Do you remember that Steely Dan song, “Hey Nineteen?” The guy at the bar is bitter because the sweet young thing he’s chatting up doesn’t know who Aretha Franklin is. First of all, it’s her loss. Second of all, stop being the creepy old guy at the college bar. Let’s not forget, it’s far more depressing that she is unaware that a coffee can be made at home for under five dollars, or that he’s got boxer shorts that have more real-life experience than she does.
When you reach a certain age, there’s a fun game you get to play with people in your same general age bracket. While listening to the music of your youth, you get to play, “Name That Band!” Here’s how we play at our house.

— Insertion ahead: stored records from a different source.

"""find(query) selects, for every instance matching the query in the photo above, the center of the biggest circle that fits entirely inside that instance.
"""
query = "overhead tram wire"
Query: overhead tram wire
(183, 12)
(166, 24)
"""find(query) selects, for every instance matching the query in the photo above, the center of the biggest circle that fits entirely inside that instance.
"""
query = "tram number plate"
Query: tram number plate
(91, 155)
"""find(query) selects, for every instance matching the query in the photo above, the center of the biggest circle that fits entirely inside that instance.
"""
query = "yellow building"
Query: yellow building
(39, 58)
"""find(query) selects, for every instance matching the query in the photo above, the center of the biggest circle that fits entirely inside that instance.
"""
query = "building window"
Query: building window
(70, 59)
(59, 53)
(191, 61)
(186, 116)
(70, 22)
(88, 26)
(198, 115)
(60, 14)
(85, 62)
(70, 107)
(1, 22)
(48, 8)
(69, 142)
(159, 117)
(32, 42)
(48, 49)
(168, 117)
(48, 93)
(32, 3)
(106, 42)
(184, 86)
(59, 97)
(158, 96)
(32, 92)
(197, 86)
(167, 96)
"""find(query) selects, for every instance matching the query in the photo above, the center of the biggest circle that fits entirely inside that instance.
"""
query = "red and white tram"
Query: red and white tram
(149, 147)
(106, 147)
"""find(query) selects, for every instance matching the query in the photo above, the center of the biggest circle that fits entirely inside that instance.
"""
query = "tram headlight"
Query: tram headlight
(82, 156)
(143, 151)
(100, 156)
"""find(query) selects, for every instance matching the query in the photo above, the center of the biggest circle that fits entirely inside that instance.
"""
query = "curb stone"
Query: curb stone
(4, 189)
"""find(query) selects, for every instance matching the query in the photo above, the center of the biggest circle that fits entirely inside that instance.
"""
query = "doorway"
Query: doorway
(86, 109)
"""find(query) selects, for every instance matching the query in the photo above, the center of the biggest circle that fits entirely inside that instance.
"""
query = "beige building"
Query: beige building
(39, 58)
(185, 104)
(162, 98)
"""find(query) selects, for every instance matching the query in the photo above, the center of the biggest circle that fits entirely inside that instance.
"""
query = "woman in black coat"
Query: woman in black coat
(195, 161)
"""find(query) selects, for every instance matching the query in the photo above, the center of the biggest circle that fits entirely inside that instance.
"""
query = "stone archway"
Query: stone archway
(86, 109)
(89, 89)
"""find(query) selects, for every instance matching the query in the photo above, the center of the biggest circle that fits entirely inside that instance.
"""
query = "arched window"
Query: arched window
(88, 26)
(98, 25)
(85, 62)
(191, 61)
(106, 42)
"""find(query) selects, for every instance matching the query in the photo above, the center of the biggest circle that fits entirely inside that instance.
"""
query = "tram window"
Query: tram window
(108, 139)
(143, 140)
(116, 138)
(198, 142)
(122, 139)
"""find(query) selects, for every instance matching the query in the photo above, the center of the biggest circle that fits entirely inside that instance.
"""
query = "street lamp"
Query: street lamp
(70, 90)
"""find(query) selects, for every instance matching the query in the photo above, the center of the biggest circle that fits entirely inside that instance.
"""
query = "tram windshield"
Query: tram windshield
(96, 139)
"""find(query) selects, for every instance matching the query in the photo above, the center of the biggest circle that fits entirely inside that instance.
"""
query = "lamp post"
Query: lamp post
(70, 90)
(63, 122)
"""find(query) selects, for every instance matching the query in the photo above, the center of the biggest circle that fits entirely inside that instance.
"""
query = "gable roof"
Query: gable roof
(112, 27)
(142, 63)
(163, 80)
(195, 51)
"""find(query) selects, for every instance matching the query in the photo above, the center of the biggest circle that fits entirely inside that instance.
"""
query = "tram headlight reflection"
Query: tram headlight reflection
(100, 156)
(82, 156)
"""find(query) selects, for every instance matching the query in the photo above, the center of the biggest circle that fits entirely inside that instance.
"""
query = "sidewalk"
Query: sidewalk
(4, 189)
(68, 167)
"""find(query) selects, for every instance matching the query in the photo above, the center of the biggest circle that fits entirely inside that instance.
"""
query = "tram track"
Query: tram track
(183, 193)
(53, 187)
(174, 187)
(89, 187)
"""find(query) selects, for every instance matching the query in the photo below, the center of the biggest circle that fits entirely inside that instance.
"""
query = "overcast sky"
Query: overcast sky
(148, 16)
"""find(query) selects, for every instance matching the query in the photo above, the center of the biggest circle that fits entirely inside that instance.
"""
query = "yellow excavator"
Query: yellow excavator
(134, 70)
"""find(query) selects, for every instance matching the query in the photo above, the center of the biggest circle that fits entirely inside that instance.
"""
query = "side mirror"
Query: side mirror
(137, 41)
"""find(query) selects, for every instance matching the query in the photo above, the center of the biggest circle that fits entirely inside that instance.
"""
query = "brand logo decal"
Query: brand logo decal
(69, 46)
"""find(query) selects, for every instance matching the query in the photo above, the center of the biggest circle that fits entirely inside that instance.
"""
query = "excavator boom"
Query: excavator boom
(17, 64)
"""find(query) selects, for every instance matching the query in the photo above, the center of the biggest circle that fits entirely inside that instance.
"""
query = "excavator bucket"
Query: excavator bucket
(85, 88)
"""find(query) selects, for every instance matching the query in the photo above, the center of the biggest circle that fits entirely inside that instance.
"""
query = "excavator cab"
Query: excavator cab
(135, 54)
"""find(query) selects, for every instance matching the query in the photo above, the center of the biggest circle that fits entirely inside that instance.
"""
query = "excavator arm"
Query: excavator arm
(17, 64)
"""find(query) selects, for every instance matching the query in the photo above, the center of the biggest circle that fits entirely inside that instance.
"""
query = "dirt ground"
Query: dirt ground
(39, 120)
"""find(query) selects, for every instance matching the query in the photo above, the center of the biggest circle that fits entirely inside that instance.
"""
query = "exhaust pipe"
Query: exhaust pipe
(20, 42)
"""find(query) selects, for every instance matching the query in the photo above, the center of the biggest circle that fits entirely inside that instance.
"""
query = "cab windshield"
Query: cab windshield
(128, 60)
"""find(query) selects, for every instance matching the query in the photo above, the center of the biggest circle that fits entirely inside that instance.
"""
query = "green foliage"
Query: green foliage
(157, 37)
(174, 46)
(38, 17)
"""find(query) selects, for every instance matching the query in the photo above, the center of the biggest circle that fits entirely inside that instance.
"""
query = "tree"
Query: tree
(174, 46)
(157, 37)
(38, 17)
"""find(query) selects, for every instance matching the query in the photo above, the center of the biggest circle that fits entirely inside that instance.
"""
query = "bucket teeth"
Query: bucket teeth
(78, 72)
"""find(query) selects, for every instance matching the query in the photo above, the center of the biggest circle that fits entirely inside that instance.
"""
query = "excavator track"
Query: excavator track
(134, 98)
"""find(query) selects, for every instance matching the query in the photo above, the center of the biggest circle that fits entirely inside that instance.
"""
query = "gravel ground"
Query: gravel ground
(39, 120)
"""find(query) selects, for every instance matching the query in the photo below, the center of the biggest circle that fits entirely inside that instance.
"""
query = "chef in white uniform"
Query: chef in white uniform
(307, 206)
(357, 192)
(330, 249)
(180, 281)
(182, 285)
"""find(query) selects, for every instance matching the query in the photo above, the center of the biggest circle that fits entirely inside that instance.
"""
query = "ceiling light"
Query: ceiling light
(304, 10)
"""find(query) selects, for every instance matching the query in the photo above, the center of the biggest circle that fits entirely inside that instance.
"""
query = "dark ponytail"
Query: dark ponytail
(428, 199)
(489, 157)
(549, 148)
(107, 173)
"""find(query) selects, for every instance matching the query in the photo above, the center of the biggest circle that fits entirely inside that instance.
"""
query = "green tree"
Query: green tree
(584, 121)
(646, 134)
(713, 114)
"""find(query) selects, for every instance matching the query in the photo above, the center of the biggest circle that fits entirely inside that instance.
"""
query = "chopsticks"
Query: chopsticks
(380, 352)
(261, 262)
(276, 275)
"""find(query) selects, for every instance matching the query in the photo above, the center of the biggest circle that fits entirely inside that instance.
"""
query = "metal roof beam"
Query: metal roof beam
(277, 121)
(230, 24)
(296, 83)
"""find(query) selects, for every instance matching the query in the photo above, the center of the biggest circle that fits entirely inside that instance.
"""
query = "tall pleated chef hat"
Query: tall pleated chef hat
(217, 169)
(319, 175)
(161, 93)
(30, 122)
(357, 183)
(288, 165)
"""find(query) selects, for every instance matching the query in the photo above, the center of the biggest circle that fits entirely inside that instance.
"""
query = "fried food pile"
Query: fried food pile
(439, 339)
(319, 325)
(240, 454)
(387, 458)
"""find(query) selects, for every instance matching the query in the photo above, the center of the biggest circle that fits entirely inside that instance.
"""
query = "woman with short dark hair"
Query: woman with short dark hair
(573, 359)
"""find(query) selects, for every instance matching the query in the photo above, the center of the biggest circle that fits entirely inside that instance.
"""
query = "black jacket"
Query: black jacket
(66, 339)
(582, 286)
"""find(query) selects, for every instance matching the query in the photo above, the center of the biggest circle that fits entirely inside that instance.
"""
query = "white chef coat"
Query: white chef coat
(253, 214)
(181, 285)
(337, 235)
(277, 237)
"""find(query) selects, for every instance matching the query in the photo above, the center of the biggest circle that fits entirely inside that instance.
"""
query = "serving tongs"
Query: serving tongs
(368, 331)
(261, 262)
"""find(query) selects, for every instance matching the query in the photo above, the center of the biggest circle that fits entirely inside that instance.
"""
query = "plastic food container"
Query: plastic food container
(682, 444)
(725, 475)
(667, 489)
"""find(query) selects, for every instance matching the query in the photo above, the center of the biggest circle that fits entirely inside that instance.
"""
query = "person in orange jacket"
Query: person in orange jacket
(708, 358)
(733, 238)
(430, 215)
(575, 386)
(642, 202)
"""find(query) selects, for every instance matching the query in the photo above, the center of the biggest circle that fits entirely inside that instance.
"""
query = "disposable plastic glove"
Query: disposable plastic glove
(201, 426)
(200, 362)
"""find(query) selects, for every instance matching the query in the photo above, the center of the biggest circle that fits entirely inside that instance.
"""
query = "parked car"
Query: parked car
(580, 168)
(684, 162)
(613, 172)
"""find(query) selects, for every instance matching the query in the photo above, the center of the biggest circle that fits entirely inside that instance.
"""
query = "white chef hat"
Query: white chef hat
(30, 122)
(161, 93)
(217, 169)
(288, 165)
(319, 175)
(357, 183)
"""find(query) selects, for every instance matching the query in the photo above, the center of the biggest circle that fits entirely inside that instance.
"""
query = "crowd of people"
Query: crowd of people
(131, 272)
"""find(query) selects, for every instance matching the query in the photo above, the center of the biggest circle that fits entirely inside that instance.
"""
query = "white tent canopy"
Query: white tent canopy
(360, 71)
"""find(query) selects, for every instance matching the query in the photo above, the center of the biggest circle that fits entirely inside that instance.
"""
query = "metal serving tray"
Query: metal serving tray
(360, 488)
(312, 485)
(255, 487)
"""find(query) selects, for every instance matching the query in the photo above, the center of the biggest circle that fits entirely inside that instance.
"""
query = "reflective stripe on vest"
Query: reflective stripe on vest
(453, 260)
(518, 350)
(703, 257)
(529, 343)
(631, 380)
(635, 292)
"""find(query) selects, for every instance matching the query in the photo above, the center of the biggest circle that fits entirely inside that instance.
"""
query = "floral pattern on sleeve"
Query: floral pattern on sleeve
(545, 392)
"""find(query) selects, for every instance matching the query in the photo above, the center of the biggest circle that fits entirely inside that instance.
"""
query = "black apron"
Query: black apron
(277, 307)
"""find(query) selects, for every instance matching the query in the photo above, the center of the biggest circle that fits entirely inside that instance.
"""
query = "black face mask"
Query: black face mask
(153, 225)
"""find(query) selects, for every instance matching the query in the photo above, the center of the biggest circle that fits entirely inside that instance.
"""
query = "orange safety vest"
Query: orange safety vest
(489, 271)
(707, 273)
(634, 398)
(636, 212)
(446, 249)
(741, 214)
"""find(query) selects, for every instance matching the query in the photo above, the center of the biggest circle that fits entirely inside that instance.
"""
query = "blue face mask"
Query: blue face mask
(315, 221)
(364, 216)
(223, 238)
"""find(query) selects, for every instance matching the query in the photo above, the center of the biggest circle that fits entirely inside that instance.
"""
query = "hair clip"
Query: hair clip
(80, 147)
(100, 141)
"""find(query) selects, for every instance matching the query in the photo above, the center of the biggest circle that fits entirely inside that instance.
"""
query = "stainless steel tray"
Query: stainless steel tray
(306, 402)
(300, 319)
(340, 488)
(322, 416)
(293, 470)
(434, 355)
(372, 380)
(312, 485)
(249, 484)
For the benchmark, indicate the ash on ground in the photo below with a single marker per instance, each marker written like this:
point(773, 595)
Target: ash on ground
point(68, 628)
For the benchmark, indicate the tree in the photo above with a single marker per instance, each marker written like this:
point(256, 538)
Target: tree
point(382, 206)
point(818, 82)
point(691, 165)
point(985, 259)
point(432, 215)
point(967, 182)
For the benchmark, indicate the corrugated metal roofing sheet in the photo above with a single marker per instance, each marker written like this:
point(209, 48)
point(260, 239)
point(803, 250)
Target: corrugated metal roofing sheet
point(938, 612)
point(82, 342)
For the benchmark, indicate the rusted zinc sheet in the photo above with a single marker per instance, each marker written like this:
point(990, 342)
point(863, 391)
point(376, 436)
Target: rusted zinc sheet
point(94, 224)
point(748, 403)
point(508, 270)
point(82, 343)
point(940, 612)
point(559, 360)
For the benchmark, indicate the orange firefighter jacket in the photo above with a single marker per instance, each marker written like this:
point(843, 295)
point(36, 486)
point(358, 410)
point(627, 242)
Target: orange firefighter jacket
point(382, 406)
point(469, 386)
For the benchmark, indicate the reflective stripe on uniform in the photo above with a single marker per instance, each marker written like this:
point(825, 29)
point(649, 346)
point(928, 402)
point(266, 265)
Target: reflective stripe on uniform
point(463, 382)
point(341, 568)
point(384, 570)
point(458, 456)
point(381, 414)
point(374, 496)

“Who is that, 38 Special?”
“No, it’s 10cc.”
“Yeah, I knew it had a number in it.”
The music plays on…
“Is that Bread?”
“No, it’s Cream.”
“Ehh. I knew it was something edible.”
We continue to chill out to Pandora.
“That’s The Animals, right?”
“Nope. The Zombies.”
“Shit! I knew it was something plural.”
Suddenly one of us jumps up with a fist pump.
“That HAS to be The Animals.”
“It’s The Turtles.”
“Turtles are technically animals.”
We continue like this until one of us says, “I don’t want to play this game anymore,” or until we need more wine.
Because I make my living in the hospitality field, I count it a blessing that I’m good at remembering names. I know lots of people who are not, but I have a feeling they are the ones who manage to get home with all the items they wrote on their grocery list. Really, I don’t think it would be fair for any one person to be good at both. Someone like that shouldn’t be trusted…Cyborgs.